Берии: «Героизм и отважность школьника – учиться на отлично». (Кстати, из этого афоризма никак нельзя понять, что думал всесильный министр о героизме и отважности школьниц. Через множество лет, после его ареста, выяснилось, что у него был весьма своеобразный взгляд на природу героизма и отважности школьниц, во всяком случае, некоторых.) Табеля об успеваемости девочки не очень заинтересовали прокурора, но свидетельство о рождении он долго рассматривал и даже, приподняв, проверил на свет.
– Считай, что девочка у тебя в кармане, – сказал он, возвращая табеля и прихлопывая метрику как стоящий документ, который он оставляет для борьбы.
– Приезжай, как только я дам знать, – сказал прокурор, выпроваживая старого Хабуга.
Хабуг сел на своего мула и в ту же ночь возвратился домой.
Сама по себе попытка отсудить внучку после всего, что случилось, была для тех времен необыкновенно смелой. Но Хабуг так любил свою внучку, что был уверен, что ее побег – следствие ее доверчивости, доброты, то есть ошибка, которую надо исправить, так верил в необыкновенность ее достоинств (в чем был прав), что ни капли не сомневался в ее счастливом будущем, если ее удастся отсудить. То, что она может быть счастлива с человеком, с которым она бежала, вытеснялось, вышвыривалось из сознания самой силой его любви, его горькой обиды, что все это произошло слишком рано и без его ведома.
Десять дней подряд плакала тетя Катя у кровати своей дочери, разложив на ней ее вещи, фотографии, пластинки с речами товарища Сталина, причем разбитая пластинка тоже лежала возле остальных, как бы символизируя катастрофу, вместе с красными лоскутками кофточки и лентообразным клоком крепдешинового платья.
В поминальном речитативе тети Кати мотив безвременно оборванного детства занимал главное место. («Еще не высохли косички на кукурузных початках, которые ты заплетала. Еще не перестали сосать козлята, которых ты впервые ткнула в сосцы их матери… Ой, да пусть высохнут сосцы твоей матери, хоть и так они ссохлись давно… Ой, да еще не высохли чернила в твоей чернильнице, еще хочет ручка твоя клювиком поцокать о дно чернильницы, а ты ее бросила… Как ястреб цыпленочка, растерзал тебя злой лаз, только перышки до бедной матери долетели…») В этом месте она обычно задумчиво брала в руки лоскутки ее последней одежды и, подержав в руке, перекладывала на другое место, как бы давая всей этой драматической экспозиции, не меняя основного тона, несколько новый узор.

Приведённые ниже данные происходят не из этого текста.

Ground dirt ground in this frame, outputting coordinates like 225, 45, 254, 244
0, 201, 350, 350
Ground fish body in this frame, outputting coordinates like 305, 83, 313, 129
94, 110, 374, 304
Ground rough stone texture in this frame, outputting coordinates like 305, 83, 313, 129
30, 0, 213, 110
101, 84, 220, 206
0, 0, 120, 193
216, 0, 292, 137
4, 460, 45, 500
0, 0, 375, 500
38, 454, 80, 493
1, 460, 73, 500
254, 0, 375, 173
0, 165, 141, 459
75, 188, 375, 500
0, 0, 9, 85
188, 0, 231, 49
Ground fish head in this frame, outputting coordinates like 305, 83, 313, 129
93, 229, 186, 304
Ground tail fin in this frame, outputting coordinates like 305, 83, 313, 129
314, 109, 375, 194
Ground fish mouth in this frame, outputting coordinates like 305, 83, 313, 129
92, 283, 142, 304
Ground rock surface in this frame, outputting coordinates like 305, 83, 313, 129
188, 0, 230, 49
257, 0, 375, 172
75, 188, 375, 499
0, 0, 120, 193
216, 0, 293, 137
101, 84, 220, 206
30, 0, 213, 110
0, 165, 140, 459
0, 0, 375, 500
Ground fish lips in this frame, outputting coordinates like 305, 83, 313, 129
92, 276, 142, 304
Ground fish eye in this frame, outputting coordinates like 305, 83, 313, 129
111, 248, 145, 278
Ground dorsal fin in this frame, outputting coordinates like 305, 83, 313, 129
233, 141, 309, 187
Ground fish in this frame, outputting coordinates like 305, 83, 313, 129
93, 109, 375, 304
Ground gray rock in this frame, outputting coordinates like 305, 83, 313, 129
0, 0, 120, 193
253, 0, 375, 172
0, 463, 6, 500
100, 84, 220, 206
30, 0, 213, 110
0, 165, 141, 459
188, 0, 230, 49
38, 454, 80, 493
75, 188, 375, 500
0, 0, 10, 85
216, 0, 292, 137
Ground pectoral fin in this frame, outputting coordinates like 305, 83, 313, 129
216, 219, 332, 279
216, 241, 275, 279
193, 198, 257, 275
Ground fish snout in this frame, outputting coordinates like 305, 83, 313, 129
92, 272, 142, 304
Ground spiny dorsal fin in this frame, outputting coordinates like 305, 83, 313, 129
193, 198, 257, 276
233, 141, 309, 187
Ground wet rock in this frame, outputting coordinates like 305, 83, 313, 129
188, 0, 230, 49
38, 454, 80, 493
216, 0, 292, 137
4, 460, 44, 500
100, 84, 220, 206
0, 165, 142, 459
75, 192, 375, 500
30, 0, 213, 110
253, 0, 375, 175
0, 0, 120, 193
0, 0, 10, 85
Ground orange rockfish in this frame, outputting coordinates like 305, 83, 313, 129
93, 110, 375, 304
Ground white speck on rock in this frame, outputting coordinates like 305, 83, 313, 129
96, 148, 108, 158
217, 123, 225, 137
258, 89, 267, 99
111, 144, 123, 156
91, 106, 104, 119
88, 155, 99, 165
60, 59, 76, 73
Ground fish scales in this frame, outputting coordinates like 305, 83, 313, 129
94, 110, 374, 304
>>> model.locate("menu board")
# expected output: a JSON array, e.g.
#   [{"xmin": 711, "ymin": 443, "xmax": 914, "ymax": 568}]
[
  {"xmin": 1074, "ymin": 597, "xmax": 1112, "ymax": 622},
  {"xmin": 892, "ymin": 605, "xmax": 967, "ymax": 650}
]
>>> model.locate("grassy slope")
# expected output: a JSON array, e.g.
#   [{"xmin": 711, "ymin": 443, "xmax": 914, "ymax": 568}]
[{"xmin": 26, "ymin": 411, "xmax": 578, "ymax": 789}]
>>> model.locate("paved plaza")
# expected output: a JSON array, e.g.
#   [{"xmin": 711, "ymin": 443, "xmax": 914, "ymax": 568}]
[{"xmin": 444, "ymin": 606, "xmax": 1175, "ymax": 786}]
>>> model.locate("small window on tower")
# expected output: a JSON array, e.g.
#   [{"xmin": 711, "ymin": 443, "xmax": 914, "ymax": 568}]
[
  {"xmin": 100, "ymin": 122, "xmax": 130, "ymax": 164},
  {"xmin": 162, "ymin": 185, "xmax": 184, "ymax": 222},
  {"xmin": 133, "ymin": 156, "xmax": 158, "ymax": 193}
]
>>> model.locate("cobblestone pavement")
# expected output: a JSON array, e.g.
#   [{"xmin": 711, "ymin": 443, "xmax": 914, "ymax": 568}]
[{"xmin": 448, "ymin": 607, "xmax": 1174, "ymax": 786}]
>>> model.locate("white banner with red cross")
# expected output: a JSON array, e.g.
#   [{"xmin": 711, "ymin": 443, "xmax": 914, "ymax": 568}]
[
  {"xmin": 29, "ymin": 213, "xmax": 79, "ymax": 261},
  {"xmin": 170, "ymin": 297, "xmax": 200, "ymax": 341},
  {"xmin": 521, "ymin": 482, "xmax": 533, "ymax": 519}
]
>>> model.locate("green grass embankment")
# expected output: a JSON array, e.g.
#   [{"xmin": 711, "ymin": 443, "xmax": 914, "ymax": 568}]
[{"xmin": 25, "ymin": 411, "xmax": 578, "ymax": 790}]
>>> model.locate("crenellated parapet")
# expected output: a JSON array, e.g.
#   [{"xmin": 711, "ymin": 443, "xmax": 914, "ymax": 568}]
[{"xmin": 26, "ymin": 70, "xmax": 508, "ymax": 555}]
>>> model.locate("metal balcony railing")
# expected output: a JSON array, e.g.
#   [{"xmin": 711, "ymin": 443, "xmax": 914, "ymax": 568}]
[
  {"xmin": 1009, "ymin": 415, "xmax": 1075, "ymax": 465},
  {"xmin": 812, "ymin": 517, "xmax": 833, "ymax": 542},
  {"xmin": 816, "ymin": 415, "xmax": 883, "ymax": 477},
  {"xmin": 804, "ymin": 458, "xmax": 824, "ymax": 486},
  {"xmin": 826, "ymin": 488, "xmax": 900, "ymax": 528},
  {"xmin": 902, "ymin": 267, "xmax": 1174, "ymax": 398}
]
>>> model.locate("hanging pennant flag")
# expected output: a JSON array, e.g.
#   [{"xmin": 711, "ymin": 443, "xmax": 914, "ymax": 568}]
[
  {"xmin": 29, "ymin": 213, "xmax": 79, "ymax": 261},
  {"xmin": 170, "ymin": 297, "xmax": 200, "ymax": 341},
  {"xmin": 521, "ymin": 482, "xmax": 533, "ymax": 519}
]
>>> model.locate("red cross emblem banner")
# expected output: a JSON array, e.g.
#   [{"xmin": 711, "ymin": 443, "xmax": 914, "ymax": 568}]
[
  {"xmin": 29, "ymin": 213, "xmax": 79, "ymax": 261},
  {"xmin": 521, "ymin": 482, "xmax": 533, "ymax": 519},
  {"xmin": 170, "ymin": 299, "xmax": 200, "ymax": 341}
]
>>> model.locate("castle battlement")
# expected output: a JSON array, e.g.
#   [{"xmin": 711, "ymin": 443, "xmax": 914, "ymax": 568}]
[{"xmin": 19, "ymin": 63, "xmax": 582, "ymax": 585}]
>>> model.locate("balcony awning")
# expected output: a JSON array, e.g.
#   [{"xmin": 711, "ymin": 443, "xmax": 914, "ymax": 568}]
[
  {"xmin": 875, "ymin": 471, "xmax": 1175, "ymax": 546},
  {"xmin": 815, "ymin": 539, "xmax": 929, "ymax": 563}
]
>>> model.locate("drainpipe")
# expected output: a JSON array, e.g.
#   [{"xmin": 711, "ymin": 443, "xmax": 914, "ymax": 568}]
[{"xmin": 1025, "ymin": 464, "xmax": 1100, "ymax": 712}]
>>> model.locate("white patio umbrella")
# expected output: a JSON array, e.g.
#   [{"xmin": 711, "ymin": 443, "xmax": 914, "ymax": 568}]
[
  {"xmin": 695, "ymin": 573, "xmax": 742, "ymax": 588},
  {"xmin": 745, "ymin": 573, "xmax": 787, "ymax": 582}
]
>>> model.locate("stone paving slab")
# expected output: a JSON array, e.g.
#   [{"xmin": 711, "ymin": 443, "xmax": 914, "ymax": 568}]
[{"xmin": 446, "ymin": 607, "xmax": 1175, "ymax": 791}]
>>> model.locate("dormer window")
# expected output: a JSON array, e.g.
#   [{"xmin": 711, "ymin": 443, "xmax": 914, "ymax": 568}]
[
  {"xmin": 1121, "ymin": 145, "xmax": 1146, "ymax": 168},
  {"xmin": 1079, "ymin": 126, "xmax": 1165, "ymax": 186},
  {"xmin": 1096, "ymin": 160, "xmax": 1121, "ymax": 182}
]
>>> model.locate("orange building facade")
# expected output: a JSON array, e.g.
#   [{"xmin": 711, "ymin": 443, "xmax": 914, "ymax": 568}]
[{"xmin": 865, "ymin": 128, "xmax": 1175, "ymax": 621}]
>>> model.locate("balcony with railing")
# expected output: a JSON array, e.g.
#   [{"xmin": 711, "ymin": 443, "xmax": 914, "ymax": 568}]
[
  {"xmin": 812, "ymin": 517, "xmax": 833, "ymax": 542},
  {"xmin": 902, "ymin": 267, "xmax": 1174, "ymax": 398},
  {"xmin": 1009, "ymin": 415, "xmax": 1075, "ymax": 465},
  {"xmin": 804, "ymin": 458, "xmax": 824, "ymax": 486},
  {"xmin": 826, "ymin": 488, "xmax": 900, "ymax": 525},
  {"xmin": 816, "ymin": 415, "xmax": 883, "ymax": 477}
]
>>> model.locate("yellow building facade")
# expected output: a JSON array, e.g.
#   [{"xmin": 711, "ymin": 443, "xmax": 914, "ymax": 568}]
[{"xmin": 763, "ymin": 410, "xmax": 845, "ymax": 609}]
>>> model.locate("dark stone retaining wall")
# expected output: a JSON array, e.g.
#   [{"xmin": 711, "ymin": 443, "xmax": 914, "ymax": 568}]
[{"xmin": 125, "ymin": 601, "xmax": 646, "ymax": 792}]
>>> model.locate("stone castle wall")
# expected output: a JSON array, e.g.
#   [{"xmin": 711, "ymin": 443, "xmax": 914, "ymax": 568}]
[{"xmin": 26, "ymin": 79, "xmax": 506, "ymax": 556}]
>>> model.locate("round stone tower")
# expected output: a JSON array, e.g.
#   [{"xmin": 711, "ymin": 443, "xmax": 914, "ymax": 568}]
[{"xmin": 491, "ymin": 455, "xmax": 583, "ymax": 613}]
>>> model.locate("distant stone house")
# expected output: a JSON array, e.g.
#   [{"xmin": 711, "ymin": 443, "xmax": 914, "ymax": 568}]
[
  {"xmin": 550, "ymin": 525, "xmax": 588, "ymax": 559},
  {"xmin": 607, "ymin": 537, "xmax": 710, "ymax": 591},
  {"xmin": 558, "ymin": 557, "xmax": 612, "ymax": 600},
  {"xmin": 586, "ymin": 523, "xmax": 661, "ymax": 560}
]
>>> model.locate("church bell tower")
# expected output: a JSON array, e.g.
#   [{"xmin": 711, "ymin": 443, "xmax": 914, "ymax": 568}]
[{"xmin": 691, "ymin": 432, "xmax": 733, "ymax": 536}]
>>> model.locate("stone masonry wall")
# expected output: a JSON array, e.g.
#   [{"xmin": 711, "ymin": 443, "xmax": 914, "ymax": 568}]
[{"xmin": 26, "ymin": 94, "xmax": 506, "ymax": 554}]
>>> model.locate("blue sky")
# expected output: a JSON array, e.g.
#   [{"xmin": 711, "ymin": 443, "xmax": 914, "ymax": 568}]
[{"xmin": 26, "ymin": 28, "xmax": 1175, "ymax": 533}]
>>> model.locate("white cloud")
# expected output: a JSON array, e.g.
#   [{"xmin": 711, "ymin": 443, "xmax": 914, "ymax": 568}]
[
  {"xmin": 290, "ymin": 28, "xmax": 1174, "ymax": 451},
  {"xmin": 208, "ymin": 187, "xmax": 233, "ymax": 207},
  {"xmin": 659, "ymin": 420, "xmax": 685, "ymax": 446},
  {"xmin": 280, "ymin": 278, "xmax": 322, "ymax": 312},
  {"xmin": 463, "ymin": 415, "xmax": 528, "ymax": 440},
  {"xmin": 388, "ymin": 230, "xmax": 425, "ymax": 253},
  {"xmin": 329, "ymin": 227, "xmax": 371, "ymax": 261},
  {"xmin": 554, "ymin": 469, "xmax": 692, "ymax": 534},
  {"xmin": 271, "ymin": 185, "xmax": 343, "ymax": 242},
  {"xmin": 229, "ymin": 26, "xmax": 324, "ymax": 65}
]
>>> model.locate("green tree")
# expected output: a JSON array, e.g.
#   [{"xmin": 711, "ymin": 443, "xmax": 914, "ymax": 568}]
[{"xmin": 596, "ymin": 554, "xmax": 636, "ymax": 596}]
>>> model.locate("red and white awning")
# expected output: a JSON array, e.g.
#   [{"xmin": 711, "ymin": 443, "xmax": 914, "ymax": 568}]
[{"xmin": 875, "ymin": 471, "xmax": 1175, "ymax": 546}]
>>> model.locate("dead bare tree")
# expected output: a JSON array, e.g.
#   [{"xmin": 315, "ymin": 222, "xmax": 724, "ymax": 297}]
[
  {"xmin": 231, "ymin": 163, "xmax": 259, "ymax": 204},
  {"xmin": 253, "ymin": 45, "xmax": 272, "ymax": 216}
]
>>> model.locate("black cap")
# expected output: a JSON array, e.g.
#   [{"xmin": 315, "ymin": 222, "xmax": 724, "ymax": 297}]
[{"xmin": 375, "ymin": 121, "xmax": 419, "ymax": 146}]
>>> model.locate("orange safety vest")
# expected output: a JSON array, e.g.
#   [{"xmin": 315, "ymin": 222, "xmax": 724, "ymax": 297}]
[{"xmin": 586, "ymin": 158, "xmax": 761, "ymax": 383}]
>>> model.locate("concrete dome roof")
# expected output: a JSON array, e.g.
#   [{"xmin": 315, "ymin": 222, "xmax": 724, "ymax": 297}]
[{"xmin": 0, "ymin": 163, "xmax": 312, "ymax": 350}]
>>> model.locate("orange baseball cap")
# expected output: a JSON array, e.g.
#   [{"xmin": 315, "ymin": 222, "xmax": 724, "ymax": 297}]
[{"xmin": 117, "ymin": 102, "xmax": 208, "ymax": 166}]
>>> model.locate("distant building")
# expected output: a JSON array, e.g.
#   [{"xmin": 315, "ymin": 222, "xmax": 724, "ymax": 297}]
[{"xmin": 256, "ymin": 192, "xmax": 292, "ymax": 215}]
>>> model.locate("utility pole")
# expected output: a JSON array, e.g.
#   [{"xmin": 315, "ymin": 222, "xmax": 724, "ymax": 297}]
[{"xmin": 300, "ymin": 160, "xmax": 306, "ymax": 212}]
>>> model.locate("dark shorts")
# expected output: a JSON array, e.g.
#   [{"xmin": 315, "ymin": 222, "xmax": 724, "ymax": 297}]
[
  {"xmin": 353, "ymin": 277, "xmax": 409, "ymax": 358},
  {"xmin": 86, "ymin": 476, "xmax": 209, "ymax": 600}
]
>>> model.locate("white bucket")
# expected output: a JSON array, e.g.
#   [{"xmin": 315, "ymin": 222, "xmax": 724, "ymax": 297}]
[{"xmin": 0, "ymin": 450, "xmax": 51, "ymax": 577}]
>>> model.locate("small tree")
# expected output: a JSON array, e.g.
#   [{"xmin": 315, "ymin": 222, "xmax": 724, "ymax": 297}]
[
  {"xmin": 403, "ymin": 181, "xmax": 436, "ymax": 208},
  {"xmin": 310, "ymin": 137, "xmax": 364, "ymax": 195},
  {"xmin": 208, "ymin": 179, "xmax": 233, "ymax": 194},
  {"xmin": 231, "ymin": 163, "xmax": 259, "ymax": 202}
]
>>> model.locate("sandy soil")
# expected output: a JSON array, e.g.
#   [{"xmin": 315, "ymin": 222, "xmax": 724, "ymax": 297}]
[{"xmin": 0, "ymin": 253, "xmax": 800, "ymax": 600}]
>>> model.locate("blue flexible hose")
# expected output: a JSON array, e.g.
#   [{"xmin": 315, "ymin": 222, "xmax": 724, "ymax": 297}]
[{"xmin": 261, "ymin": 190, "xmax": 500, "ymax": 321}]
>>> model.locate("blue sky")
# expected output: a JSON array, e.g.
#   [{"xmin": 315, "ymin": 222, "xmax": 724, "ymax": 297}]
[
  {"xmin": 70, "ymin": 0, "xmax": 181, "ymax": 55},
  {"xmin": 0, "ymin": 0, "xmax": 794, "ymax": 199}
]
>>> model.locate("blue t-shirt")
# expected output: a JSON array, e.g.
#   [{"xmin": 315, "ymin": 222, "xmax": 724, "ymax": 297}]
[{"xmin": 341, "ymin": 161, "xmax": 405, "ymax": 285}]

На пятый день дядя Сандро заметил, что в поминальный речитатив стал с некоторой блудливой настойчивостью вкрадываться (видно, сама чувствовала, что переступает границу, но гипноз творчества всасывал) мотив бедного, безвременно осиротевшего вождя, который от чистого сердца прислал ей свой голос, а она его бросила, как бросила свою бедную мать.
– Оставь его, ради бога! – гремел дядя Сандро, заставая ее за этим мотивом. – Какой он тебе бедный! В Сибирь захотела?!
Не прерывая речитатива, услышав голос мужа, она отходила от этого мотива, но, как понимал дядя Сандро, продолжала кружиться в опасной близости.
В ближайшие дни поминальное песнопенье все больше и больше насыщалось прозаической мыслью, что девочка, почти голая и босая, без смены белья, оказалась на чужбине. Этот мотив настолько отяжелил ее песнопенье, что в конце концов мелодия шлепнулась на землю, и голос тети Кати, начав с риторического вопроса: «Разве ты отец?» – перешел на ежедневный ритм домашней пилы.
Дядя Сандро был вполне готов, раз уж так случилось, передать чемодан с вещами своей дочке, но он и в самом деле не знал, где она. Были извещены родственники во всех селах, чтобы в случае чего они передали родителям, где Тали. Но никто ничего не знал.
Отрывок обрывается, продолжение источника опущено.